In the example shown in FIG. 6, a main light emitting area in each pixel is adjacent to a sub light emitting area of the adjacent pixel in the second direction D2, and a sub light emitting area of each pixel is adjacent to a main light emitting area of the adjacent pixel in the second direction D2.

As described above, in the first modification, the main light emitting areas of the respective pixels are adjacent to the sub light emitting areas of the adjacent pixels in the first direction D1 and the second direction D2. Accordingly, if a hole leaks when the sub light emitting area in the adjacent pixel emits light, it is possible to prevent the main light emitting area from unintentionally emitting light. This serves to prevent mixture of light colors.

Second Modification

FIG. 7 is a schematic plan view of the light emitting areas arranged in the second modification.

In the second modification, sub light emitting areas and main light emitting areas are arranged in the second direction D2 in each pixel. In the second modification, the pixels of the same color have the same relative positions of the sub light emitting area and the main light emitting area. Specifically, for example, in the blue pixel, the relative positions of the sub light emitting area SPB1 and the main light emitting area MPB1 are the same as the relative positions of the sub light emitting area SPB2 and the main light emitting area MPB2.
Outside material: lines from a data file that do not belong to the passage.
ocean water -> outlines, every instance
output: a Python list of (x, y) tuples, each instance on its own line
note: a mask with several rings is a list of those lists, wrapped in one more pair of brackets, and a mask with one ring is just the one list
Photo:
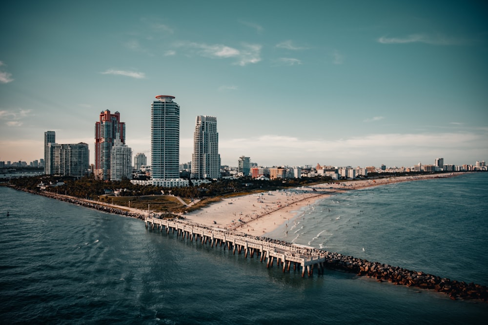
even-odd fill
[[(468, 174), (341, 193), (271, 234), (488, 285), (487, 181), (488, 173)], [(487, 317), (488, 303), (331, 270), (302, 278), (139, 220), (0, 187), (2, 324), (476, 324)]]

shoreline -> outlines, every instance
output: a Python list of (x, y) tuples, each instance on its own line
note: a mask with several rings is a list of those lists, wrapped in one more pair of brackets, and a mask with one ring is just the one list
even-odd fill
[(259, 194), (223, 199), (185, 214), (185, 221), (209, 227), (231, 230), (253, 236), (266, 236), (296, 220), (309, 206), (324, 198), (348, 191), (402, 182), (444, 178), (465, 174), (445, 173), (397, 176), (375, 180), (321, 183)]

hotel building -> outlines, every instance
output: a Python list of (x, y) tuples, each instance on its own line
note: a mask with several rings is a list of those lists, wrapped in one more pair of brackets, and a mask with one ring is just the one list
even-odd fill
[(220, 155), (217, 117), (197, 116), (193, 134), (193, 154), (191, 178), (195, 179), (220, 178)]
[(116, 137), (110, 152), (110, 179), (120, 181), (132, 178), (132, 150)]
[(249, 157), (239, 157), (239, 160), (237, 162), (237, 172), (240, 175), (251, 175), (251, 158)]
[(147, 158), (146, 155), (142, 153), (136, 153), (136, 156), (134, 157), (134, 169), (137, 171), (141, 170), (141, 166), (146, 166), (147, 164)]
[(54, 131), (46, 131), (44, 133), (44, 173), (48, 175), (51, 174), (53, 172), (49, 144), (55, 143), (56, 142), (56, 134)]
[(180, 106), (174, 96), (156, 96), (151, 105), (151, 181), (156, 186), (187, 186), (180, 178)]
[(80, 142), (73, 144), (49, 143), (48, 159), (51, 175), (83, 176), (89, 167), (88, 145)]
[(106, 110), (100, 113), (100, 120), (95, 125), (95, 177), (109, 180), (110, 153), (116, 138), (125, 143), (125, 123), (120, 121), (120, 113), (112, 114)]

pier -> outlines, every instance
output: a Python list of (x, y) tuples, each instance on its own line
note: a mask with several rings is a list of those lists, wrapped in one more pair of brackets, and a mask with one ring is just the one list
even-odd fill
[(324, 274), (325, 252), (321, 253), (311, 247), (295, 244), (281, 245), (246, 234), (229, 233), (230, 230), (220, 228), (209, 229), (172, 220), (146, 218), (144, 221), (146, 228), (155, 228), (161, 231), (164, 229), (166, 233), (171, 231), (182, 239), (200, 241), (202, 244), (208, 243), (212, 247), (223, 246), (224, 249), (226, 248), (229, 251), (232, 250), (234, 254), (237, 251), (238, 254), (244, 253), (244, 257), (252, 258), (256, 254), (261, 262), (266, 263), (267, 268), (272, 267), (276, 261), (278, 267), (282, 266), (283, 272), (289, 272), (293, 265), (294, 270), (301, 271), (302, 277), (305, 274), (311, 276), (315, 268), (318, 274)]

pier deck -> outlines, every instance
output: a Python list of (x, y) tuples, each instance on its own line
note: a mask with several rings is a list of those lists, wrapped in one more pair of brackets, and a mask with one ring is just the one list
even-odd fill
[(289, 271), (293, 265), (294, 270), (301, 268), (302, 277), (305, 273), (311, 276), (316, 267), (319, 274), (324, 273), (325, 254), (317, 254), (311, 247), (293, 244), (282, 245), (245, 234), (229, 233), (229, 230), (220, 228), (209, 229), (173, 220), (146, 218), (144, 222), (146, 228), (153, 229), (156, 227), (161, 231), (165, 229), (167, 233), (176, 232), (183, 238), (200, 240), (202, 244), (209, 243), (212, 247), (218, 244), (224, 245), (224, 249), (226, 246), (234, 254), (236, 251), (238, 254), (244, 251), (245, 257), (248, 255), (252, 257), (256, 253), (262, 262), (266, 263), (267, 268), (272, 267), (276, 260), (278, 266), (283, 265), (283, 272)]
In at least some of the pixels adjacent in the first direction D1, the sub light emitting areas and the main light emitting areas are provided on opposite sides in the second direction. For example, the main light emitting area MPR1 is adjacent to the sub light emitting area SPG1 in the first direction, and the sub light emitting area SPRI is adjacent to the main light emitting area MPG1 in the first direction. By virtue of such an arrangement, if a hole leaks when the sub light emitting area in the adjacent pixel emits light, it is possible to prevent the main light emitting area from unintentionally emitting light. This serves to prevent mixture of light colors.

Third Modification

FIG. 8 is a schematic plan view of the light emitting areas arranged in the third modification.

In the second modification described with reference to FIG. 7, the pixels of the same color have the same relative positions of the sub light emitting area and the main light emitting area. In the third modification, the positions of the sub light emitting areas and the main light emitting areas in the pixels of the same color closest in the first direction are reversed. Specifically, the main light emitting area MPB1 and the main light emitting area MPB2 are positioned opposite to each other in the second direction D2, and the sub light emitting area SPB1 and the sub light emitting area SPB2 are positioned opposite to each other in the second direction D2. Such an arrangement serves to increase the number of main light emitting areas and sub light emitting areas that are adjacent to each other. Accordingly, if a hole leaks when the sub light emitting area in the adjacent pixel emits light, it is possible to prevent the main light emitting area from unintentionally emitting light. This serves to prevent mixture of light colors.